“Just Give Me The Good Old Days”

   The old saying is true that “Distance lends enchantment to the view.” Since we live in the present we are forced to see things as they are, not as they have been.
   The generation gap is renewed with each generation. Our grandparents memories are not ours, neither are our memories those of our children. This makes communication difficult at best and impossible at times.
   An elderly lady spoke to the editor of the local newspaper. “The paper is not as good as it was when your father ran it! The young editor replied kindly, “It never was that good!”
   Let’s run a test case and see how things were in the ‘good old days with Grandma’. Monday was washday. The song now begins, “This is the way we wash our clothes, wash our clothes, wash our clothes, this is the way we wash our clothes, every Monday morning.”
   “Build a fire in the back yard to heat kettle of rain water. Set tub so smoke won’t blow in eyes if wind is pert. Shave one whole cake of lye soap in boiling water. Sort things in three piles. One pile white, one pile colored and one pile for britches and rags. To make starch, stir flour in cool water to smooth. Thin down with boiling water. Take white things and rub dirty spots on scrub board. Scrub hard and boil. Now scrub colored but don’t boil, just rinse and starch.
   Hang old rags on fence. Spread tea towels on grass. Hang clothes on clothes line. Pour wrench water on flower beds. Scrub porch with hot soapy water. Turn tubs upside down.  Quench fire. Go put on clean dress. Smooth hair with hair combs. Brew cup of tea. Sit and rock a spell and count your blessings.”
   The author of the above is unknown, but every Great Grandma could have given the same recipe. Have your kids read it and see how they identify with it. As I said before, ‘communications is difficult at times and impossible at best’.
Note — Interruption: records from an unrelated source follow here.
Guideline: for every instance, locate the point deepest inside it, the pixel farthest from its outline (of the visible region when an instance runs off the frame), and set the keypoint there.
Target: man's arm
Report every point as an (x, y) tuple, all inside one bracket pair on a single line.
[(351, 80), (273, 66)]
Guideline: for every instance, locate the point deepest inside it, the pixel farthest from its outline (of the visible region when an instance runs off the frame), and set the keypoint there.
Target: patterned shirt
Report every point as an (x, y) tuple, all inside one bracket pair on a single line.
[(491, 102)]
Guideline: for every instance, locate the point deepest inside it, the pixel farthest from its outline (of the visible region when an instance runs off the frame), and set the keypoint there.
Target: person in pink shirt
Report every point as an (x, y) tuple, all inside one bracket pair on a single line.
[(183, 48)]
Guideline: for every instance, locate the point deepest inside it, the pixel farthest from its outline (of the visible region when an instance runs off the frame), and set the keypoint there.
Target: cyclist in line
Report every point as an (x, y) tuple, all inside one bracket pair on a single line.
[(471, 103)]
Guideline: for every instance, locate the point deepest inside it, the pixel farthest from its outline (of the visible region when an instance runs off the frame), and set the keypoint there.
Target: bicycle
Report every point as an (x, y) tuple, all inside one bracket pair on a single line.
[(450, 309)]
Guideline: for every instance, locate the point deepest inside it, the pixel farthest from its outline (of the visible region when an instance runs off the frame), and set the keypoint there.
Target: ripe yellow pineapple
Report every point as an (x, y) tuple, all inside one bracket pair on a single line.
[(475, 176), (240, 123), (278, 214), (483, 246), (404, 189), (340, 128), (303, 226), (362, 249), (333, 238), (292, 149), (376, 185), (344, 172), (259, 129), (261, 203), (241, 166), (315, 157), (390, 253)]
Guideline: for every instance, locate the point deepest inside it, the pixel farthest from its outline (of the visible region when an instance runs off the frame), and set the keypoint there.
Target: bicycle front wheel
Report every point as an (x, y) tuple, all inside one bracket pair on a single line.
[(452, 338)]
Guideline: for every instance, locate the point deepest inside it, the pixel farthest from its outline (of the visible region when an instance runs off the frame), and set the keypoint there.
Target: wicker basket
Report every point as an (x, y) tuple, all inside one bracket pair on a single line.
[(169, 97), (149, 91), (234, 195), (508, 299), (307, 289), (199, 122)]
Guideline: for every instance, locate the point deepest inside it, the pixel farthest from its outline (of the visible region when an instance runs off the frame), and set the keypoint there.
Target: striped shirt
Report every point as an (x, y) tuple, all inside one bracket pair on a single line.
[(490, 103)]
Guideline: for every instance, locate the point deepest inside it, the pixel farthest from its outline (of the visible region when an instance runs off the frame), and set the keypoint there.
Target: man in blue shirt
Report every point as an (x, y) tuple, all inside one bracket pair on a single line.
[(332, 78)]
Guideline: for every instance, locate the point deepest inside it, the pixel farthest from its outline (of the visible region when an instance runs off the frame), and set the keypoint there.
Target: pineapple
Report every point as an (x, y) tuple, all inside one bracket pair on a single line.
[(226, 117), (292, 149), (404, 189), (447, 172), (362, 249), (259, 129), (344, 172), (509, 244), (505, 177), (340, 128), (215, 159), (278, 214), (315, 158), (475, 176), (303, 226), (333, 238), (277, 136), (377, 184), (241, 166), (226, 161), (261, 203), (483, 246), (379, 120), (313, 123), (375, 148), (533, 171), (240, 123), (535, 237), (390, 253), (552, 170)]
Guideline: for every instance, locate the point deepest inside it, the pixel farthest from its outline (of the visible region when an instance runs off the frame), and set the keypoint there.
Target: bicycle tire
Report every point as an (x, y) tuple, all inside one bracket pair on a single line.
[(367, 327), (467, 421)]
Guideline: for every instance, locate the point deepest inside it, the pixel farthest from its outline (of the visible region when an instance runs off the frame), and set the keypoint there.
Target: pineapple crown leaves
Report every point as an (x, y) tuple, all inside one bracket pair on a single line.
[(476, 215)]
   Talk to your kids about playing ‘hide and seek’, ‘Simon says’, ‘kick the can’, ‘red light’, ‘red rover’, ‘may I’, ‘draw a magic circle’, or just sitting a while on the porch with friends. See what they remember about chocolate milk, going home for lunch, penny candy from the store, hop scotch, butterscotch kisses, skates with keys, jacks, May first or hoola hoops.   Talk to them about the days when divorce was rare and Mom and Dad were still together.
   In the ‘Good Old Days” we had sunflower seeds, Whist, Old Maids, Crazy Eights, wax lips and make believe mustaches. There was Mary Jane’s, Saddle shoes and Coke bottles with the name of cities on the bottom. Remember running through sprinklers, circle pins, bobby pins, spit curls, garder belts, Mickey Mouse Clubs, The Lone Ranger, Crusader Rabbit, Rocky and Bullwinkle, Fran and Ollie, Spin and Marty, all in black and white on a 12 inch screen that kept rolling and needed constant adjustment.
   We were never bored growing up. There was always something going on. We played Tarzan, Captain Marvel, climbing trees, splashing through puddles, chewing tar off the local telephone poles and making forts in the woods. We started a local neighborhood paper (sold for a penny a copy) and sold lemonade from a home made stand. We played cops and robbers, cowboys and Indians, sitting on the curb, staring at clouds, jumping from the top step, swan dives off the bedsteads, and special company spending the night.
   We made up our own rules when marbles were in season. No trenching, no hutching, no bee bee’s, no fudging, no teeing up with sand. We pitched for lines to see who could play and who could start. We played for fun, for keeps and forever.
   We took our skates apart and nailed them on a board. We made them into scooters.  We found a set of old wheels and made odd looking motor crafts out of old orange crates.  We made rubber guns out of odd pieces of wood and cut our ammo out in ringlets from old inner tubes. We once formed an antiaircraft gun using 36 strands of rubber tied together. It took three boys to load it and it went off by accident and knocked a little neighbor boy down.
   Every body who was anybody in the neighborhood went to church. They were different ones but we all went. The preacher generally preached about Hell fire and damnation.   This included smoking, drinking, dancing, fooling around with girls and missing church. He used his text from Revelation 2:5, where John the revelator wrote, “remember from whence thou art fallen and repent and do the first works again”. The Ten Commandments were tacked on the wall of each room in our school. The worst things you could do in school was to run in the halls, chew gum in class or shoot spitballs with a rubber band.
   These were the “Good old days” and my children miss them and just don’t know it.